First, let's calculate the concentration of the base, aniline (C6H5NH2), in the solution.
We are given that the volume of the solution is 750 mL and the concentration of aniline is 0.210 M.
To find the moles of aniline, we can use the equation:
moles = concentration × volume
moles of aniline = 0.210 M × 0.750 L = 0.1575 moles
Next, let's find the concentration of the acid, aniline hydrochloride (C6H5NH3Cl), in the solution.
We are given that the mass of aniline hydrochloride is 8.40 g. To calculate the moles of aniline hydrochloride, we need to know its molar mass.

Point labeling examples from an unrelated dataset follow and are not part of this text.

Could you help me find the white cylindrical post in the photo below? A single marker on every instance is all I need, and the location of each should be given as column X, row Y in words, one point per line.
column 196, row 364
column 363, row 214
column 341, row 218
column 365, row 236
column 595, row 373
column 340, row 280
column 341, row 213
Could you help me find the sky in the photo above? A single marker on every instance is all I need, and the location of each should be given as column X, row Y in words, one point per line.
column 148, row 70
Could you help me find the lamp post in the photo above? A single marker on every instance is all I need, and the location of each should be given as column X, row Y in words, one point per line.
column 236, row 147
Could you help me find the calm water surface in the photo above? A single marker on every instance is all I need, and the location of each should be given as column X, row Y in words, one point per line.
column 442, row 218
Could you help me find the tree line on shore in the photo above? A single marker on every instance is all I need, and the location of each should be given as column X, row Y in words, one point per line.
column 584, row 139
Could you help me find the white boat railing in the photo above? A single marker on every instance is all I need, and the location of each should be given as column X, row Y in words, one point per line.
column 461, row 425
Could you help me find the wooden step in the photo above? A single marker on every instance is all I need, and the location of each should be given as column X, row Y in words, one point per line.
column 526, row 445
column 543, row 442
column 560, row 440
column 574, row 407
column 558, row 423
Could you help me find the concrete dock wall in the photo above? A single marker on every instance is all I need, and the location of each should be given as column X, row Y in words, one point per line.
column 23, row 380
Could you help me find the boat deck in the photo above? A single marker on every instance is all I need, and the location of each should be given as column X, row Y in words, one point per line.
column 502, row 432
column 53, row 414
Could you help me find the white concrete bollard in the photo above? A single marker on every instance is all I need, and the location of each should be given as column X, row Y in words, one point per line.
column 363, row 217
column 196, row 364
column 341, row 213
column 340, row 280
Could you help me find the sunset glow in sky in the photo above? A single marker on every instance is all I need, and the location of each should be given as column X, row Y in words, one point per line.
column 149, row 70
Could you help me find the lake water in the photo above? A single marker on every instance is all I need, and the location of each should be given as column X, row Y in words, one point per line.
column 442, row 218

The molar mass of C6H5NH3Cl is:
6(12.01 g/mol) + 5(1.01 g/mol) + 1(14.01 g/mol) + 1(35.45 g/mol) = 131.62 g/mol
Using the molar mass, we can now calculate the moles of aniline hydrochloride:
moles of aniline hydrochloride = mass / molar mass = 8.40 g / 131.62 g/mol ≈ 0.0638 moles
Since aniline hydrochloride dissociates to form one mole of aniline (C6H5NH2) and one mole of HCl (hydrochloric acid, HCl), we have an equal concentration of acid (HCl).
Therefore, we have 0.0638 moles of acid (HCl) and 0.1575 moles of base (aniline).

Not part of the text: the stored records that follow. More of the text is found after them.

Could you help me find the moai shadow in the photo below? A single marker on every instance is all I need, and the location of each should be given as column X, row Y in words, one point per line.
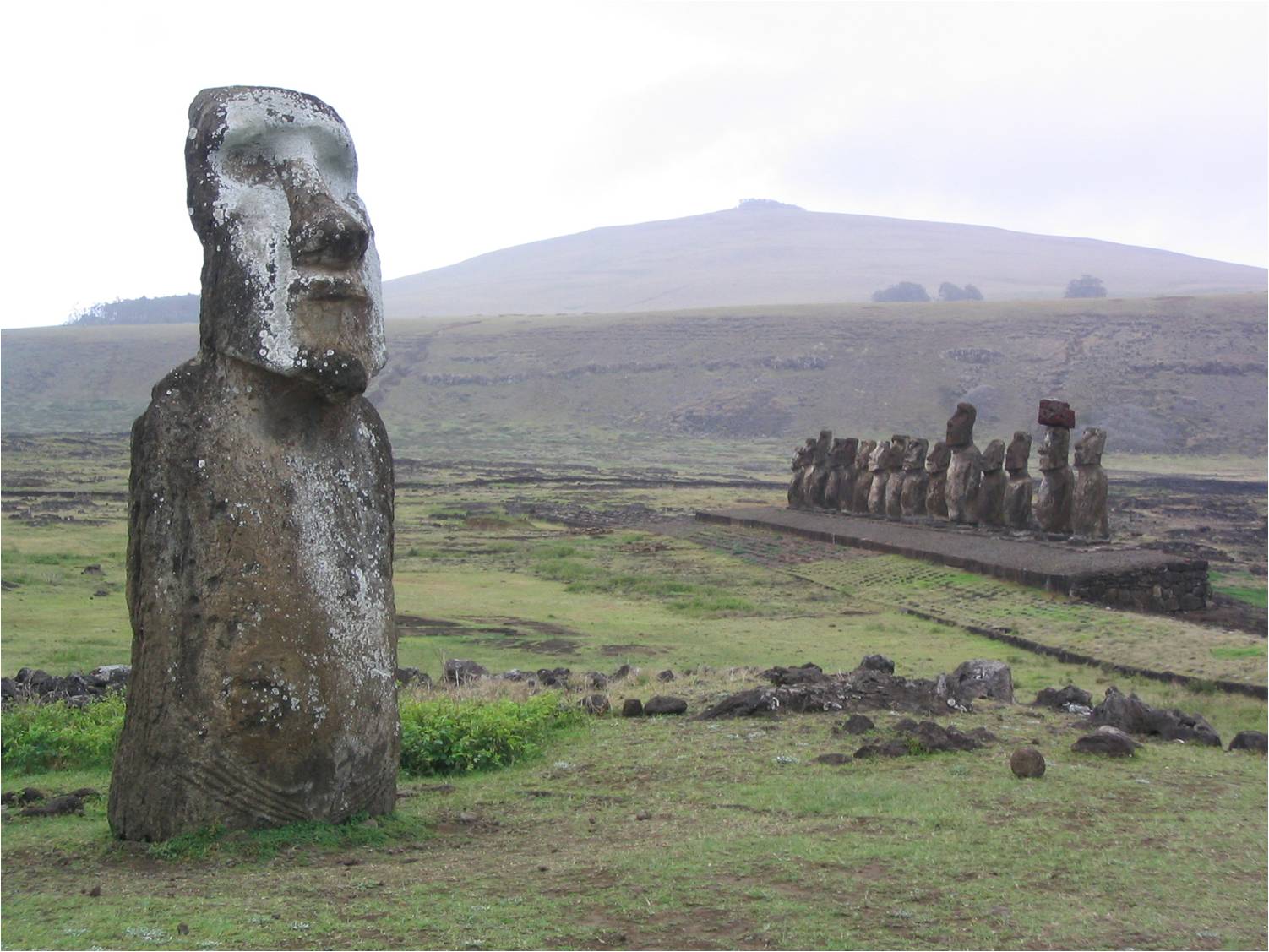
column 991, row 487
column 260, row 502
column 895, row 476
column 965, row 470
column 1089, row 502
column 841, row 472
column 879, row 465
column 915, row 479
column 1018, row 487
column 935, row 490
column 863, row 475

Now we can write the equation:
pH = pKa + log10 (base/acid)
In this case, pKa is the value you obtained before.
So, the equation becomes:
pH = pKa + log10 (0.1575/0.0638)
To get the final answer, substitute the value of pKa you obtained and then calculate the logarithm using a calculator.
Note: Make sure to use logarithm base 10 (log10) for this calculation since it is the common logarithm used in chemistry.